Chapter 54
CHAPTER 54
ROLAND
Roland didn’t know where he found the strength or the ability to move but something desperate and primal drove him. Elodie was only a step behind, her face pale, her hands trembling.
As they reached the spot where the two of them lay, still entwined together, Elodie sobbed, trying to gather Wren’s limp form in her arms. ‘What happened? Wren, please, love, please wake up.’
Finn stirred first, though he looked like even breathing was agony. He blinked slowly at them and for a moment Roland feared he’d lost his wits.
‘Wren?’ His lips seemed to stumble over her name and his voice sounded like it had been tortured to breaking.
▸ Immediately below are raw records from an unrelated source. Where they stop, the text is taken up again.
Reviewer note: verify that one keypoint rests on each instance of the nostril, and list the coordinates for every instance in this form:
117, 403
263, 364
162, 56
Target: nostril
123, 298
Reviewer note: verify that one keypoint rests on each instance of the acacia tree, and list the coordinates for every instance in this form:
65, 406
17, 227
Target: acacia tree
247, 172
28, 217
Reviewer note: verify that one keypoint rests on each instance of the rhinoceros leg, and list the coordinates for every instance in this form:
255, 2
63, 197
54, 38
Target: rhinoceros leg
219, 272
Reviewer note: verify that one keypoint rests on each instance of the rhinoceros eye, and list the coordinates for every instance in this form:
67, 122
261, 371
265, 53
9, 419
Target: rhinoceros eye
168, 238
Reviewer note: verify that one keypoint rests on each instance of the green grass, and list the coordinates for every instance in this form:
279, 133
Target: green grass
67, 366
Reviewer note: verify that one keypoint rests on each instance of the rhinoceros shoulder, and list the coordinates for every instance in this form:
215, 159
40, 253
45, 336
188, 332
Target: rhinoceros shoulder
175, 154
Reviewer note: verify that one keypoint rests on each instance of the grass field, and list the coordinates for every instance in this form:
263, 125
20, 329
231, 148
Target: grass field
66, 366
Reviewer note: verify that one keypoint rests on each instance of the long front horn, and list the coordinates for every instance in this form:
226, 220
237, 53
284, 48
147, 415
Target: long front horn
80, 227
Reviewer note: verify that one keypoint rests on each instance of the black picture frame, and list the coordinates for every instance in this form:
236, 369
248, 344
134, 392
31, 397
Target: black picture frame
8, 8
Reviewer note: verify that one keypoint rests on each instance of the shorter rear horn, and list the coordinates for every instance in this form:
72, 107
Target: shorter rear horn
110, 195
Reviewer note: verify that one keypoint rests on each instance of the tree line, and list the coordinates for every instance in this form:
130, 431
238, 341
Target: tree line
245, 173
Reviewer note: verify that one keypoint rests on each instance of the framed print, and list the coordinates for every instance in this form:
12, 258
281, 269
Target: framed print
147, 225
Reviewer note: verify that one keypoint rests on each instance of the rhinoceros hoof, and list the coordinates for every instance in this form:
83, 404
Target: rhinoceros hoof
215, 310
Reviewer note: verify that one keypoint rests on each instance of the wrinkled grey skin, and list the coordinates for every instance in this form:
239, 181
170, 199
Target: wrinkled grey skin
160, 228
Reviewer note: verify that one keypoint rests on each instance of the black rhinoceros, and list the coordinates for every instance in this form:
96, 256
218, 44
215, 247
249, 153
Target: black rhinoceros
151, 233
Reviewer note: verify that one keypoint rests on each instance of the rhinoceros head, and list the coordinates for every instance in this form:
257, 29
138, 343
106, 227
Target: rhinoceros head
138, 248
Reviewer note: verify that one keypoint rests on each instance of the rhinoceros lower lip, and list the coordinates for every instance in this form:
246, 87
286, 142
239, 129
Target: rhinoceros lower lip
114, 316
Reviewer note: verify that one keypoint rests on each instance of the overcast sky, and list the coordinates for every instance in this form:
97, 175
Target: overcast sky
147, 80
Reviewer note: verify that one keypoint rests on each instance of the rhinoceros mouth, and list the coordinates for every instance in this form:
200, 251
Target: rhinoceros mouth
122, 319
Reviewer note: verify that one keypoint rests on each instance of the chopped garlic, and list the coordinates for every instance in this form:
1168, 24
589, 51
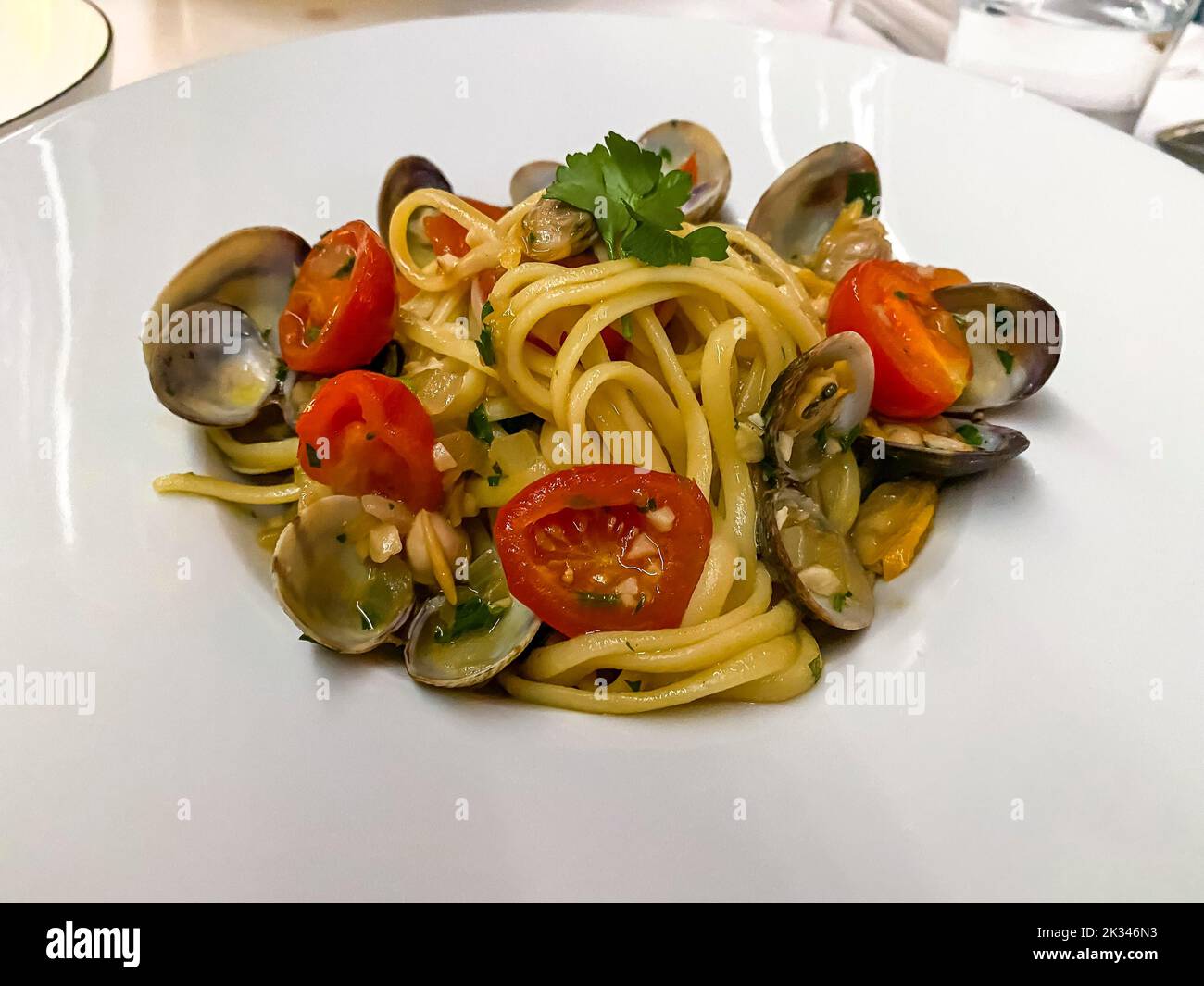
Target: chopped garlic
444, 459
822, 581
642, 547
384, 542
662, 519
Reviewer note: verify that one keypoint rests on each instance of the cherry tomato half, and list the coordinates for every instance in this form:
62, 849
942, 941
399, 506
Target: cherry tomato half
340, 311
922, 357
368, 433
448, 236
605, 548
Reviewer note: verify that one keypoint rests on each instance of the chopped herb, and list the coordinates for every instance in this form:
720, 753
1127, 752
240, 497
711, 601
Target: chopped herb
389, 360
598, 598
480, 424
485, 347
971, 435
517, 424
470, 616
850, 436
865, 185
642, 203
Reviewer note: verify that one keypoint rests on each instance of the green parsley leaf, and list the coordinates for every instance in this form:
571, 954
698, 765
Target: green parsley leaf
480, 424
634, 204
971, 435
865, 185
485, 347
850, 436
470, 616
598, 598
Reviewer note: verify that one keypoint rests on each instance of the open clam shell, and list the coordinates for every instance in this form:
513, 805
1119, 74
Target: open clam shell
817, 404
799, 207
959, 448
457, 646
677, 141
1015, 340
815, 564
206, 340
329, 585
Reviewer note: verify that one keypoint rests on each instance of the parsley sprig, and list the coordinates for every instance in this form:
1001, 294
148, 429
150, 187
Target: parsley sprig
634, 204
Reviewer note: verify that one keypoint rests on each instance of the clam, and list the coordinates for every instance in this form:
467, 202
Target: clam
1015, 340
404, 176
939, 447
457, 646
328, 583
206, 342
531, 179
818, 402
796, 213
555, 231
815, 564
677, 143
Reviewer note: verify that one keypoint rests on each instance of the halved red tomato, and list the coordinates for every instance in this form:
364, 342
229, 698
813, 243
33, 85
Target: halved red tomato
448, 236
368, 433
922, 357
605, 548
340, 311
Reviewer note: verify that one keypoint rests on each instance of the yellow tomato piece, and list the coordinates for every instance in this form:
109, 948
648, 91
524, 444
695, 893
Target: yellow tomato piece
892, 524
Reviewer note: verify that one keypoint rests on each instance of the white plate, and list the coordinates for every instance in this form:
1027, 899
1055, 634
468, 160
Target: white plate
1042, 690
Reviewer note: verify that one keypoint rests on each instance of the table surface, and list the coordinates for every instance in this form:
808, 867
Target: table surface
153, 36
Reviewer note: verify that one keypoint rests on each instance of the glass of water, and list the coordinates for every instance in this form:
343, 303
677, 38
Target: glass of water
1100, 56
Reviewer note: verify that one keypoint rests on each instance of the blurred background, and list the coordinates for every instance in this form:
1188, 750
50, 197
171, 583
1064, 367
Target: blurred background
1136, 65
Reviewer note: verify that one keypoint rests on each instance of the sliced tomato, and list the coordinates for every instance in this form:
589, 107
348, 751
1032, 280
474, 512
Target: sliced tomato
340, 311
605, 548
922, 357
448, 236
368, 433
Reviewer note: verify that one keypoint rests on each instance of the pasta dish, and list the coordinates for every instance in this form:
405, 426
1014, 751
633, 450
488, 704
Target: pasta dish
603, 448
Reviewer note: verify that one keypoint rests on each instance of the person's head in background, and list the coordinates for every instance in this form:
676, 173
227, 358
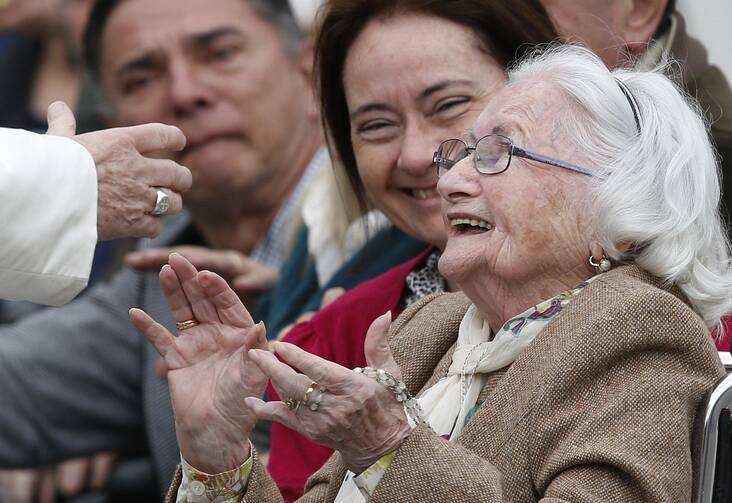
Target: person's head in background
230, 74
396, 78
38, 17
618, 31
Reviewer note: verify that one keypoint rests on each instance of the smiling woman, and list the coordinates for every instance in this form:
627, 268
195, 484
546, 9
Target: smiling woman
549, 379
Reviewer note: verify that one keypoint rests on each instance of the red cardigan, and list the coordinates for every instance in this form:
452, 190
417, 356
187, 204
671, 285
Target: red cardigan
337, 334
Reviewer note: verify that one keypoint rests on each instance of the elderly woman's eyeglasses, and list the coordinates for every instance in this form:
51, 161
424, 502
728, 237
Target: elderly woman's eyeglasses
493, 155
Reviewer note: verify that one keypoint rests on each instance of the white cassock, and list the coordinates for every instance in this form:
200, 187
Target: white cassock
48, 210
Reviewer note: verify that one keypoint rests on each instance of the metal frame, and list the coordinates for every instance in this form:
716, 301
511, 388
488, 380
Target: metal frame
720, 398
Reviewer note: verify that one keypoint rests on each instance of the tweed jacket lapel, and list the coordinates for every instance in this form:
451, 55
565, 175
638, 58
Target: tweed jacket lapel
423, 360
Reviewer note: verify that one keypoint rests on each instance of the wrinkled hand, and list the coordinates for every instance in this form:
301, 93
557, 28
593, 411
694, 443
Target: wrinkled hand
209, 370
69, 478
358, 417
126, 178
246, 276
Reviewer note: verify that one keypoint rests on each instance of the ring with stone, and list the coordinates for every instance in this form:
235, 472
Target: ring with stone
183, 325
162, 203
292, 404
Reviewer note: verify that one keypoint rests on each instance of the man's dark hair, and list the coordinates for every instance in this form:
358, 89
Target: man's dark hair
277, 12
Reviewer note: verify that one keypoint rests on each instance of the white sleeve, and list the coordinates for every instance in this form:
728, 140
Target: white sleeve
48, 210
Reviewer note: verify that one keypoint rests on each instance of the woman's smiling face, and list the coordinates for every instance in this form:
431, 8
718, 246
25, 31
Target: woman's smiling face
411, 82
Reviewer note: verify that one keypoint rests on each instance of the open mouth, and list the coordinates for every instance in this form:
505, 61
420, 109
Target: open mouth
470, 226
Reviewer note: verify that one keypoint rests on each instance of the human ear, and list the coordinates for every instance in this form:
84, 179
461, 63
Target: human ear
306, 68
640, 23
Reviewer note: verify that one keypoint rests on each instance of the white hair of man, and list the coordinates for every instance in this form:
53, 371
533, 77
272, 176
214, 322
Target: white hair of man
655, 197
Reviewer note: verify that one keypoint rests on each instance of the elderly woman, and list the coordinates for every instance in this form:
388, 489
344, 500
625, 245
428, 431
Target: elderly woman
583, 229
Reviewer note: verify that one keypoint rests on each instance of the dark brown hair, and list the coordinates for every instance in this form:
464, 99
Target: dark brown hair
507, 28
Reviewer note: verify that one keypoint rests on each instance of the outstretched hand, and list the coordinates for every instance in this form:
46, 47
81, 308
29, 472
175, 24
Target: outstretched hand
356, 416
209, 368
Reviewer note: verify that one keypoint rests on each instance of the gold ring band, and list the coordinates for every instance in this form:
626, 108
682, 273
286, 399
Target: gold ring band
292, 404
183, 325
313, 386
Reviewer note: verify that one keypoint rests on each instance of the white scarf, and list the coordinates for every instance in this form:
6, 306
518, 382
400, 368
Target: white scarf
448, 402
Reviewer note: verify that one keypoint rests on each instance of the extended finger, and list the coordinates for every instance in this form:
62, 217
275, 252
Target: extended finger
154, 137
158, 335
47, 487
175, 201
287, 382
225, 300
202, 308
274, 411
166, 173
148, 260
324, 372
376, 346
61, 120
174, 295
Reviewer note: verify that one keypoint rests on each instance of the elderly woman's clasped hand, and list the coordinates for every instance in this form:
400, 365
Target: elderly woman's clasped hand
218, 369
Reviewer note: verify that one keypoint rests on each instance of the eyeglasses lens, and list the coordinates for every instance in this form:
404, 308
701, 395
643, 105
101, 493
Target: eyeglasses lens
492, 154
Roland helped him up carefully, but he just gazed at her still form. ‘No.’
‘There was so much magic,’ Elodie whispered. ‘She couldn’t take it all in. Even Wren couldn’t…’
‘Oh, you would be very surprised at what she can do,’ said a young voice behind them. Somehow it didn’t sound young though. It was ancient. And wild. And oh, so powerful. More so than ever.
‘Lark?’ Roland whispered and the little girl from the forest smiled at him. There were flowers in her hair, living growing flowers, blossoming even as he watched. Robin stood beside her but his whole attention was fixed on Wren. His skin had taken on a mossy green tint that made him look even more wild and unnatural.
‘Do something,’ Elodie snapped, ever imperious.
Robin tilted his head to look at her. ‘You kept her safe for us for so long, Elodie. We promised in Cellandre that we would protect her. Did you think we would forget?’
‘I don’t know what something like you thinks is safe , but this…this is not safe!’
‘Hedge witch,’ said the boy who was not a boy, ‘can you not heal her yourself? That was always your gift. Not the Aurum, not all those charms, just healing. You were so very good at it when you set all else aside. Have you forgotten that as well?’
Hedge witch …Roland saw the expression change in Elodie’s eyes, as if she had been slapped. And perhaps she had, and by the boy, no less.
‘Try, Elodie,’ said Lark. ‘I believe in you.’
Healing, Roland had always been taught, was the hardest of all magics. And the most important. It was a blessing from the Aurum and yet the Aurum was gone. There was no sign of Nightbreaker, nor of the crown. No sign of the shadow kin or the flames. He couldn’t even feel the touch of them in his heart. Not anymore.
‘I don’t…I don’t know what to do…’ Elodie whispered, and for the first time in his life he saw her look lost.
‘Yes, you do,’ he told her suddenly. ‘You always do. Elodie, my love, heal her.’
Elodie hugged Wren to her, a mother with her only child, and kissed her head. She murmured something and Roland heard the soft sound resolve into a lullaby. She rocked Wren gently against her, and sang about driving the darkness away, and about sleeping softly, and about the morning that would come. It was the gentlest song, one so old that no one truly knew its source.
‘ My child, my child ,’ Elodie sang, ‘ my precious child, when you wake a new day will dawn. ’
Wren stirred and opened her eyes. Slowly Roland let out the breath he had been holding, the one threatening to make his lungs burst.
His daughter’s eyes were no longer black and endless, no longer the darker mirror of his. They were green, and bright, and lit from within like sunlight streaming through new leaves in the forest.
‘Elodie?’ Wren murmured and held her even tighter. ‘Don’t let go, not yet. Please.’
‘Never, my love. Never.’
‘Where’s Finn?’
‘Here!’ The word was pulled out of him as if by raw need. He reached out a shaking hand to take hers, pulled her fingers to his lips and kissed them.
‘And Roland?’ Wren asked. With her attention turned on him, Roland felt a world of love rising inside him. His daughter, no matter what had made her or why, no matter what she had become. She was his. Even if he had to share her with powers beyond his understanding.
‘I’m here. No harm will come to you on my watch.’
Wren smiled. ‘Thank you, Grandmaster…Father…’
Roland smiled. When he looked for the strange witchkind children who were not children at all, they had gone again, as silently as they had come.